A summary of IFRS 13 Fair Value Measurement, including information on current proposals and a timeline of past amendments, announcements, exposure drafts and consultations.

Summary

With limited exceptions, IFRS 13 applies where another IFRS requires or allows fair value measurements or disclosures about fair value measurements. The new standard provides guidance on establishing fair values and introduces consistent disclosure requirements.

Looking for the standard?

Practical guidance on this standard is now on our main IFRS 13 Fair Value Measurement page, with links to eIFRS, the full text standard, eBooks and other resources.

Fair value is defined by IFRS 13 as ‘the price that would be received to sell an asset or paid to transfer a liability in an orderly transaction between market participants at the measurement date.’

IFRS 13 indicates that when measuring fair value, the following must be considered:

  • The asset or liability being measured, including its condition, location and any restrictions on sale
  • The principal (or most advantageous) market in which an orderly transaction would take place for the asset or liability
  • For a non-financial asset, the highest and best use of the asset and whether the asset is used in combination with other assets or on a stand-alone basis
  • The assumptions that market participants would use when pricing the asset or liability.

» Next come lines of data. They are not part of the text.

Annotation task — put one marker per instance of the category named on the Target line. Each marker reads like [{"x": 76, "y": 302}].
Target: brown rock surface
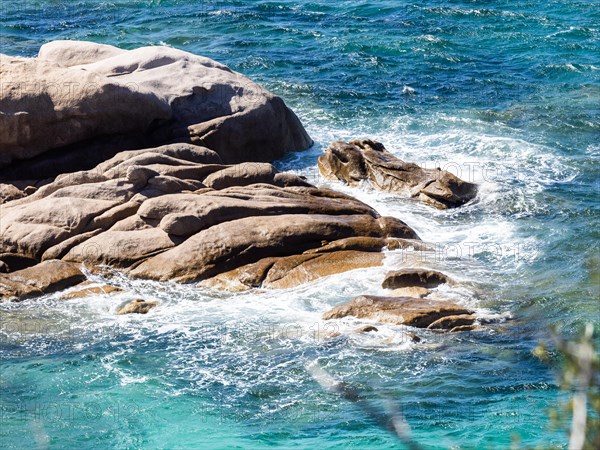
[
  {"x": 74, "y": 92},
  {"x": 138, "y": 306},
  {"x": 87, "y": 289},
  {"x": 49, "y": 276},
  {"x": 410, "y": 311},
  {"x": 120, "y": 215},
  {"x": 405, "y": 278},
  {"x": 368, "y": 160}
]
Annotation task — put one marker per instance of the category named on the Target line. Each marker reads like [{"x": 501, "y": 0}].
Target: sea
[{"x": 502, "y": 93}]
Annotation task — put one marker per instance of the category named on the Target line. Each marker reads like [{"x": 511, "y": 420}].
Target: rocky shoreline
[{"x": 155, "y": 162}]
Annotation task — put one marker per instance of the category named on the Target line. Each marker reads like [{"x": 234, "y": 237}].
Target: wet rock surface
[
  {"x": 369, "y": 160},
  {"x": 151, "y": 213}
]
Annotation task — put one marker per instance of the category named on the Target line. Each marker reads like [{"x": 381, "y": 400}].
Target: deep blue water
[{"x": 506, "y": 94}]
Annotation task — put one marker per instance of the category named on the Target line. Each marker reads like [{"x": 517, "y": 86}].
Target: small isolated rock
[
  {"x": 369, "y": 160},
  {"x": 366, "y": 329},
  {"x": 414, "y": 312},
  {"x": 414, "y": 277},
  {"x": 29, "y": 190},
  {"x": 88, "y": 291},
  {"x": 452, "y": 322},
  {"x": 137, "y": 306},
  {"x": 8, "y": 192},
  {"x": 465, "y": 328}
]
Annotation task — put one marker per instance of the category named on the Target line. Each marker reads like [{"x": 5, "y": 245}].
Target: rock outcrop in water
[
  {"x": 176, "y": 212},
  {"x": 416, "y": 312},
  {"x": 88, "y": 101},
  {"x": 368, "y": 160},
  {"x": 406, "y": 305}
]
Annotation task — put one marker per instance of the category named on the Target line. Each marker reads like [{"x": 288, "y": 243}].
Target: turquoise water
[{"x": 506, "y": 94}]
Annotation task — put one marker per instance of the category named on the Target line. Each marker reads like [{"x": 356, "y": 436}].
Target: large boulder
[
  {"x": 151, "y": 213},
  {"x": 368, "y": 160},
  {"x": 74, "y": 92}
]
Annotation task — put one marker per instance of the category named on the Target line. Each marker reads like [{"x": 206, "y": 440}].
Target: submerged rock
[
  {"x": 368, "y": 160},
  {"x": 420, "y": 313},
  {"x": 408, "y": 278},
  {"x": 88, "y": 289},
  {"x": 92, "y": 100},
  {"x": 137, "y": 306},
  {"x": 258, "y": 232}
]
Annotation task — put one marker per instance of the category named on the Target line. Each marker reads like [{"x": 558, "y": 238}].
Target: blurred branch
[
  {"x": 580, "y": 374},
  {"x": 393, "y": 421}
]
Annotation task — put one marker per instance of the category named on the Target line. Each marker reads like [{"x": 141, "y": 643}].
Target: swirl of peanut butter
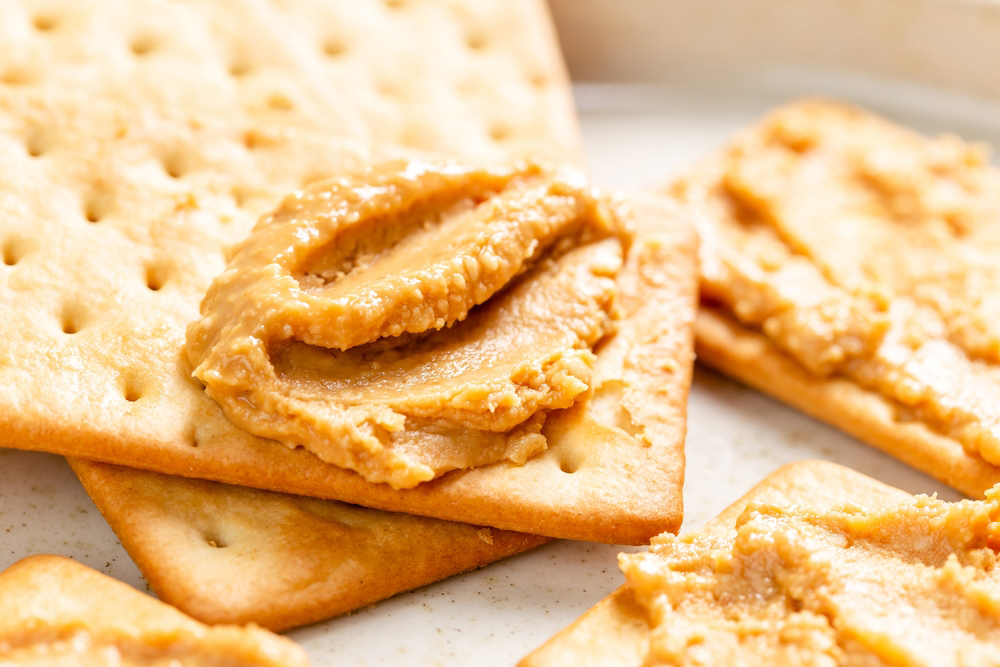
[{"x": 414, "y": 318}]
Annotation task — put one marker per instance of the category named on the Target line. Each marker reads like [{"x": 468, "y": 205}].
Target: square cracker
[
  {"x": 135, "y": 148},
  {"x": 54, "y": 611},
  {"x": 229, "y": 554},
  {"x": 615, "y": 632},
  {"x": 845, "y": 204}
]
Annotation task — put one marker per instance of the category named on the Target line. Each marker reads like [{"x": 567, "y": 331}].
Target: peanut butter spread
[
  {"x": 916, "y": 584},
  {"x": 414, "y": 318},
  {"x": 865, "y": 251}
]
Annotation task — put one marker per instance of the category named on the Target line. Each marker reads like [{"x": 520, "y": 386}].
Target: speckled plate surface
[{"x": 925, "y": 72}]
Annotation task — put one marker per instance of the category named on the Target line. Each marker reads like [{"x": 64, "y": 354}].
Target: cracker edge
[
  {"x": 117, "y": 493},
  {"x": 614, "y": 632},
  {"x": 749, "y": 357}
]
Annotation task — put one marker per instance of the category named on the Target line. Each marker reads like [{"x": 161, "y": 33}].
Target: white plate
[{"x": 710, "y": 67}]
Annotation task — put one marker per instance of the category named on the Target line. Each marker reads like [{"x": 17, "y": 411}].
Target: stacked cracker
[{"x": 139, "y": 141}]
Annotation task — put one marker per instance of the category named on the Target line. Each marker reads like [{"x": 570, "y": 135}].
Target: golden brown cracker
[
  {"x": 228, "y": 554},
  {"x": 118, "y": 212},
  {"x": 54, "y": 611},
  {"x": 615, "y": 632}
]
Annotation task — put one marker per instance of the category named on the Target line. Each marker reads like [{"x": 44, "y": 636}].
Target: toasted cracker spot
[
  {"x": 13, "y": 252},
  {"x": 18, "y": 76},
  {"x": 570, "y": 460},
  {"x": 240, "y": 67},
  {"x": 499, "y": 132},
  {"x": 334, "y": 47},
  {"x": 280, "y": 102},
  {"x": 45, "y": 22},
  {"x": 143, "y": 44},
  {"x": 39, "y": 142},
  {"x": 476, "y": 41}
]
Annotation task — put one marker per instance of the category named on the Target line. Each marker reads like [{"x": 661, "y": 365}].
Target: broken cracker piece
[
  {"x": 817, "y": 564},
  {"x": 54, "y": 611}
]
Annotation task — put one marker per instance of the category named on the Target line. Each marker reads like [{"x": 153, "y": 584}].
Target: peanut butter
[
  {"x": 916, "y": 584},
  {"x": 414, "y": 318},
  {"x": 864, "y": 251}
]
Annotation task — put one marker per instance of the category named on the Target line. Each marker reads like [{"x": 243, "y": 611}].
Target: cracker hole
[
  {"x": 142, "y": 45},
  {"x": 240, "y": 67},
  {"x": 280, "y": 102},
  {"x": 156, "y": 277},
  {"x": 45, "y": 23},
  {"x": 98, "y": 205},
  {"x": 570, "y": 461},
  {"x": 334, "y": 47},
  {"x": 175, "y": 164},
  {"x": 38, "y": 143}
]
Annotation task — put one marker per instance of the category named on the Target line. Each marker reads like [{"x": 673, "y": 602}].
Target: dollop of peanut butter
[
  {"x": 914, "y": 584},
  {"x": 414, "y": 318},
  {"x": 865, "y": 251}
]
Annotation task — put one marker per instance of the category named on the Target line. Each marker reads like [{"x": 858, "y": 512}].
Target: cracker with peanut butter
[
  {"x": 230, "y": 554},
  {"x": 54, "y": 611},
  {"x": 140, "y": 196},
  {"x": 816, "y": 565},
  {"x": 852, "y": 268}
]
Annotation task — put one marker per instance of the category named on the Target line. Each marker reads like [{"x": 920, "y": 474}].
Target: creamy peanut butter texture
[
  {"x": 55, "y": 612},
  {"x": 414, "y": 318},
  {"x": 864, "y": 251},
  {"x": 915, "y": 584}
]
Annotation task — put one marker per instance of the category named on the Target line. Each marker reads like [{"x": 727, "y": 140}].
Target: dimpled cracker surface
[
  {"x": 54, "y": 611},
  {"x": 615, "y": 632},
  {"x": 117, "y": 212},
  {"x": 228, "y": 554}
]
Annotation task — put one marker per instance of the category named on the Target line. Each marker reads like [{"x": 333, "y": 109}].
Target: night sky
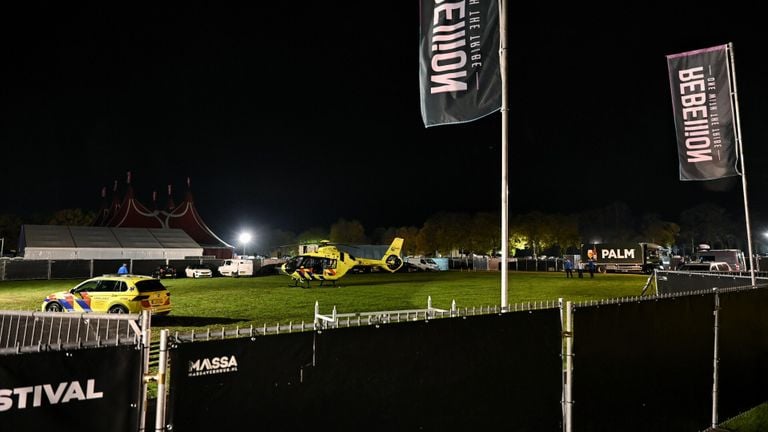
[{"x": 291, "y": 116}]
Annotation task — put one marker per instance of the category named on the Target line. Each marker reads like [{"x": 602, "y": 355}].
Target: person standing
[{"x": 568, "y": 265}]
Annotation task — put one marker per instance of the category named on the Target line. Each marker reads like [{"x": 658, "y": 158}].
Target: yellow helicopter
[{"x": 329, "y": 263}]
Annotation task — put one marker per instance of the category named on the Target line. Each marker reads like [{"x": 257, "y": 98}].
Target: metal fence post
[
  {"x": 568, "y": 388},
  {"x": 145, "y": 340},
  {"x": 161, "y": 376},
  {"x": 716, "y": 358}
]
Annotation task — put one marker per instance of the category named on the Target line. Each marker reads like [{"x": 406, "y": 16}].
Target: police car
[{"x": 112, "y": 294}]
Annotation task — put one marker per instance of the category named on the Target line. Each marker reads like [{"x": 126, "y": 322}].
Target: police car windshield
[{"x": 150, "y": 285}]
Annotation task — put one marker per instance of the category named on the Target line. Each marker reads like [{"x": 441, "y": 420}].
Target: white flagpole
[
  {"x": 740, "y": 148},
  {"x": 504, "y": 153}
]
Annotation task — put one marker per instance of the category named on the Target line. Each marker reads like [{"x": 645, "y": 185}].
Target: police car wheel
[
  {"x": 118, "y": 309},
  {"x": 54, "y": 307}
]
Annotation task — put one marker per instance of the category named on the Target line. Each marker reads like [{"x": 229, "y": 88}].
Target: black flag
[
  {"x": 704, "y": 121},
  {"x": 459, "y": 60}
]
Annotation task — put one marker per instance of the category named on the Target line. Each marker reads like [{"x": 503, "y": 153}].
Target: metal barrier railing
[{"x": 22, "y": 331}]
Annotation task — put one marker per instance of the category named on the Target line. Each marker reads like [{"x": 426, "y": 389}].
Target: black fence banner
[
  {"x": 469, "y": 373},
  {"x": 743, "y": 350},
  {"x": 704, "y": 120},
  {"x": 458, "y": 60},
  {"x": 644, "y": 366},
  {"x": 222, "y": 385},
  {"x": 81, "y": 390}
]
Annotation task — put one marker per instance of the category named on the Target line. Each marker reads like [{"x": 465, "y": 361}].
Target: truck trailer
[{"x": 626, "y": 257}]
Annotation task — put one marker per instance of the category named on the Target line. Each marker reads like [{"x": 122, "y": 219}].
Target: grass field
[
  {"x": 202, "y": 303},
  {"x": 199, "y": 304}
]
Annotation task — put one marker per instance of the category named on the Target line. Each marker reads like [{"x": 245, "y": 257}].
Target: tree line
[{"x": 533, "y": 233}]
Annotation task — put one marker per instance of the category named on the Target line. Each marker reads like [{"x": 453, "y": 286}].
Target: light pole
[{"x": 244, "y": 238}]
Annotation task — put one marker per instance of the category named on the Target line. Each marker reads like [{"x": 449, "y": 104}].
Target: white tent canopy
[{"x": 47, "y": 242}]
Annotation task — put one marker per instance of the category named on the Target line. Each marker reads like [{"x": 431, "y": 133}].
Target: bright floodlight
[{"x": 245, "y": 238}]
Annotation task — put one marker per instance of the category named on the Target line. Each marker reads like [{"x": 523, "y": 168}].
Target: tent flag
[
  {"x": 704, "y": 122},
  {"x": 458, "y": 60}
]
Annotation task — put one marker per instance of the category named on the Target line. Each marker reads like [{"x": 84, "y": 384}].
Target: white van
[
  {"x": 734, "y": 257},
  {"x": 236, "y": 267},
  {"x": 421, "y": 264}
]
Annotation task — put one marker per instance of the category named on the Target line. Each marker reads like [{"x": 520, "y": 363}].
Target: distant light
[{"x": 245, "y": 238}]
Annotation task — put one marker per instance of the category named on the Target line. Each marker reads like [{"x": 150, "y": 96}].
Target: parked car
[
  {"x": 112, "y": 294},
  {"x": 707, "y": 266},
  {"x": 198, "y": 270},
  {"x": 164, "y": 271}
]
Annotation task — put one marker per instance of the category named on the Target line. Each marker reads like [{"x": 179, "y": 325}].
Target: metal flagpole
[
  {"x": 735, "y": 99},
  {"x": 504, "y": 162}
]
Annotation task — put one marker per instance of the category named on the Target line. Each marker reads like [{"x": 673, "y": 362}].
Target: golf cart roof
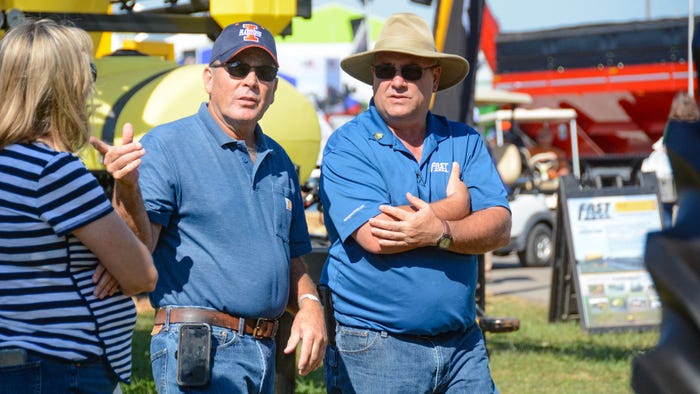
[
  {"x": 522, "y": 115},
  {"x": 486, "y": 96}
]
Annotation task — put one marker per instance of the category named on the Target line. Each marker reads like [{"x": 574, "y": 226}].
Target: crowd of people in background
[{"x": 207, "y": 217}]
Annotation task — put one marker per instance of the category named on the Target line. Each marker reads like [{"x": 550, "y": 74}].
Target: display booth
[{"x": 599, "y": 276}]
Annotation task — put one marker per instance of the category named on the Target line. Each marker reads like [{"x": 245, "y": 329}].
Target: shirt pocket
[{"x": 283, "y": 212}]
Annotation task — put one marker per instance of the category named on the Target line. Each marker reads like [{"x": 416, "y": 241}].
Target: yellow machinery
[{"x": 150, "y": 90}]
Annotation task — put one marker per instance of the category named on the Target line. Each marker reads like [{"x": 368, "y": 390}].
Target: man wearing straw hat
[{"x": 410, "y": 199}]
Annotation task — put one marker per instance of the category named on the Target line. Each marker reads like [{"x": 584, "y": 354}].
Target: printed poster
[{"x": 609, "y": 235}]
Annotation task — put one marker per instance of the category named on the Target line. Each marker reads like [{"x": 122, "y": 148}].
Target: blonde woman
[{"x": 67, "y": 261}]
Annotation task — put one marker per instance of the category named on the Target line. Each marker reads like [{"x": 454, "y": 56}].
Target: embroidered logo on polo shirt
[
  {"x": 250, "y": 32},
  {"x": 438, "y": 167}
]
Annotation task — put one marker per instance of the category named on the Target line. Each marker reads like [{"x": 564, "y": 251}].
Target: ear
[
  {"x": 208, "y": 77},
  {"x": 437, "y": 71},
  {"x": 274, "y": 90}
]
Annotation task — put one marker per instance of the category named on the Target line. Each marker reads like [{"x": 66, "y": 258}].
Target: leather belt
[{"x": 257, "y": 328}]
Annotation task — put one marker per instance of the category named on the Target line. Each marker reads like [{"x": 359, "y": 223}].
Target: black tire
[{"x": 539, "y": 247}]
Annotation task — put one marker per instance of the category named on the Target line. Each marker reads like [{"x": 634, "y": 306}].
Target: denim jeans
[
  {"x": 239, "y": 364},
  {"x": 365, "y": 361},
  {"x": 45, "y": 375}
]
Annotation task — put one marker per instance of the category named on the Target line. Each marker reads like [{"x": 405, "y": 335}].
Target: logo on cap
[{"x": 250, "y": 32}]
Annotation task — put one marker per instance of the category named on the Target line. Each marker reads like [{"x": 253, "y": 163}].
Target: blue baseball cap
[{"x": 241, "y": 36}]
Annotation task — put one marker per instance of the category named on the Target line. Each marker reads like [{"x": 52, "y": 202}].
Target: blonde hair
[
  {"x": 46, "y": 85},
  {"x": 683, "y": 107}
]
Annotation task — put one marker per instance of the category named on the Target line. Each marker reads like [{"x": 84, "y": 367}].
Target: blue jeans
[
  {"x": 365, "y": 361},
  {"x": 239, "y": 364},
  {"x": 44, "y": 375}
]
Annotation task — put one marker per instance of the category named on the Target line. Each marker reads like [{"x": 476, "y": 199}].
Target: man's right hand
[{"x": 122, "y": 161}]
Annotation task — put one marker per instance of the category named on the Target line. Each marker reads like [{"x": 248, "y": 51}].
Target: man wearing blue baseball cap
[{"x": 219, "y": 204}]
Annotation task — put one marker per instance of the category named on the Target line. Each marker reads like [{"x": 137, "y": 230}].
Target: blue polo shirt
[
  {"x": 423, "y": 291},
  {"x": 230, "y": 226}
]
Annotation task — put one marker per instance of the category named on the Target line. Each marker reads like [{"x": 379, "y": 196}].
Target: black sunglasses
[
  {"x": 409, "y": 72},
  {"x": 93, "y": 71},
  {"x": 240, "y": 70}
]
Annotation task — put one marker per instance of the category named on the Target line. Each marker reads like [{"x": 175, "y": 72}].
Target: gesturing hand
[{"x": 122, "y": 161}]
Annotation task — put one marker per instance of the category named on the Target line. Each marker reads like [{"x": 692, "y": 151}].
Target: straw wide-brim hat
[{"x": 408, "y": 34}]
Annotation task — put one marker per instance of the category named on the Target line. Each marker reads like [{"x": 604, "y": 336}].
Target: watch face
[{"x": 445, "y": 242}]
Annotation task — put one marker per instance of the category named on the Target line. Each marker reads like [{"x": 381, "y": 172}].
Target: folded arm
[{"x": 399, "y": 229}]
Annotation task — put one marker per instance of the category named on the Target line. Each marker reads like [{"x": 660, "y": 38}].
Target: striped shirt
[{"x": 46, "y": 290}]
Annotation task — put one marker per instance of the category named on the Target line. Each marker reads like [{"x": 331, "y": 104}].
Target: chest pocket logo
[{"x": 438, "y": 167}]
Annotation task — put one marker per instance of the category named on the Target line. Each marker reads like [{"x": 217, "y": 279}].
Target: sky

The standard provides a hierarchy of methods (‘the fair value hierarchy’) for arriving at fair value, with Level 1 being the preferable method where available:

  • Level 1 unadjusted quoted prices for identical assets and liabilities in active markets.
  • Level 2 other observable inputs for the asset or liability such as quoted prices in active markets for similar assets or liabilities or quoted prices for identical assets or liabilities in markets which are not active.
  • Level 3 unobservable inputs developed by an entity using the best information available where there is little or no market activity for the asset or liability at the measurement date.

IFRS 13 also requires extensive disclosures to help users of the financial statements assess:

  • valuation techniques and inputs used to measure fair values
  • for fair value measurements which are regularly updated (such as those in relation to investment properties) and which use significant level 3 inputs, the effect of the measurements on profit or loss or other comprehensive income for the period.

Current proposals

ED/2021/3 Disclosure Requirements in IFRS Standards – A Pilot Approach was issued in March 2021. It includes draft guidance to be used by the Board when developing new disclosure requirements. IFRS 13 is one of two Standards being used to test the guidance and as such the ED also includes draft disclosure requirements to replace those currently included in IFRS 13.

Timeline

Date Update
25 March 2021 IASB issues ED/2021/3 Disclosure Requirements in IFRS Standards – A Pilot Approach – Proposed Amendments to IFRS 13 and IAS 19
12 December 2013 IASB issues 2010–2012 and 2011–2013 Annual Improvements Cycle amendments to IFRS 13
Annual Improvements 2010 – 2012 amends the IFRS 13 Basis for Conclusions only and has no effective date; Annual Improvements 2011 – 2013 amendments to IFRS 13 are effective for annual periods beginning on or after 1 July 2014.
12 May 2011 IASB issues IFRS 13
Effective for annual periods beginning on or after 1 January 2013.